Mois : juin 2012

Les dangers posés par la chaleur

Date de publication :

Au retour d’une marche à l’extérieur sur l’heure du midi, j’ai réalisé que nous sommes nombreux à ne pas ajuster notre routine quotidienne en fonction des températures extrêmement chaudes et humides auxquelles nous pouvons être confrontés pendant l’été. Le stress thermique peut avoir des conséquences importantes sur notre santé, particulièrement lorsqu’on tient compte de facteurs comme les problèmes de santé sous‑jacents, l’obésité, l’âge et la condition physique.

Déterminés à conserver notre routine et nos horaires, nous prenons peu souvent le temps de nous arrêter pour penser aux effets des environnements extrêmes sur notre corps. En été, lorsqu’il fait chaud, nous ne devons pas oublier de nous hydrater et de prendre régulièrement des pauses à l’abri de la chaleur au cours de la journée. Habituellement, lorsqu’on attend d’avoir soif ou qu’il soit temps de prendre notre prochaine pause, il est déjà trop tard! La chaleur oblige notre corps à accroître son activité physiologique pour conserver une température normale. C’est pourquoi il est important de bien s’hydrater, ce qui évite à notre corps d’avoir à compenser de grandes variations de ses réserves liquidiennes. C’est un peu comme si, lors d’un marathon, un coureur buvait de l’eau à intervalles réguliers tandis qu’un autre n’en buvait la même quantité totale qu’à la fin de la course…

Des pauses périodiques et une grande consommation de liquides sont nécessaires pour éviter le stress thermique, et ce, particulièrement pour ceux qui travaillent à l’extérieur. De plus, il est primordial que nous apprenions tous à reconnaître les premiers signes du stress thermique afin de pouvoir venir en aide à nos collègues et éviter des situations potentiellement dangereuses.

Je vous encourage à consulter les ressources suivantes du CCHST, qui traitent des effets de la chaleur excessive sur la santé.

Établir les normes

Date de publication :

Salutations directement de Québec.

En plus d’assister aux séances qui portaient sur l’établissement des normes nationales lors du Congrès annuel et de la réunion du comité de la CSA, j’ai eu l’occasion dimanche soir de partager un repas avec les deux coprésidents du comité technique sur la santé en milieu de travail, le comité qui établit les normes nationales relatives à la santé mentale dont nous avons tous discuté.

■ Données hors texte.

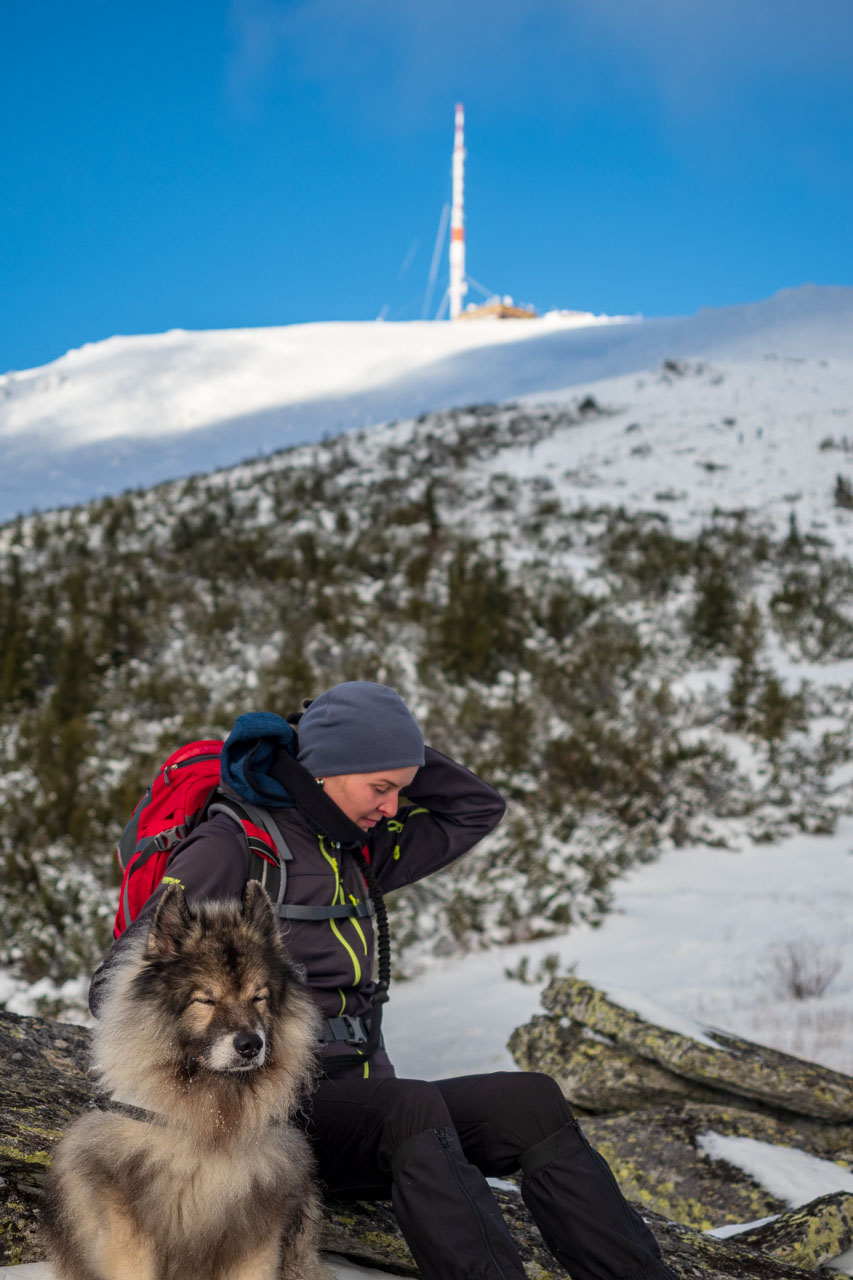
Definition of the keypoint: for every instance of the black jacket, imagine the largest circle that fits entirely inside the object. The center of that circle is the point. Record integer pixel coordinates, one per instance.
(442, 814)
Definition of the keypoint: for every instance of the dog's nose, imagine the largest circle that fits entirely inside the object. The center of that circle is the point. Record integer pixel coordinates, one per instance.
(249, 1045)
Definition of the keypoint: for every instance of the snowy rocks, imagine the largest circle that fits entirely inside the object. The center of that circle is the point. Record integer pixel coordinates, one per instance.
(42, 1065)
(707, 1129)
(710, 1059)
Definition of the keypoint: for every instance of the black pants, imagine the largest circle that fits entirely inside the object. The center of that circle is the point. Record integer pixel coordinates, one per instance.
(427, 1146)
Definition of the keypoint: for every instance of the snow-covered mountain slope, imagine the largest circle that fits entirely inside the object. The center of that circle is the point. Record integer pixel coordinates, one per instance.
(133, 411)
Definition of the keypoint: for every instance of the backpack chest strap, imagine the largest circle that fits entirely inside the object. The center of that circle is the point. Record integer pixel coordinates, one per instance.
(341, 912)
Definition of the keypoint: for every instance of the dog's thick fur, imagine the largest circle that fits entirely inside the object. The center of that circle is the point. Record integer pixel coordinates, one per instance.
(208, 1029)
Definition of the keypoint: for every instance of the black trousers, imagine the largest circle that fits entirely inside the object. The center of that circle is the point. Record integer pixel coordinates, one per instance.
(428, 1147)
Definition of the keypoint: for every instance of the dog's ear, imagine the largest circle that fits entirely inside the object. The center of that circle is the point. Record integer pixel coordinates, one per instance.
(170, 922)
(259, 914)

Il était très stimulant d’entendre le discours de Mary Anne Baynton et de Roger Bertrand ainsi que de connaître leurs idées concernant le processus et les buts associés aux nouvelles normes en matière de santé psychologique. Nous partageons une vision commune, et il en est ressorti un réel engagement envers la résolution des problèmes liés à ce domaine complexe. Le CCHST peut certainement jouer un rôle actif dans la promotion des normes et de l’outil d’évaluation en ligne « Protégeons la santé mentale au travail » pour venir en aide aux organisations dans la mise en œuvre d’un programme visant le maintien d’un milieu de travail sain.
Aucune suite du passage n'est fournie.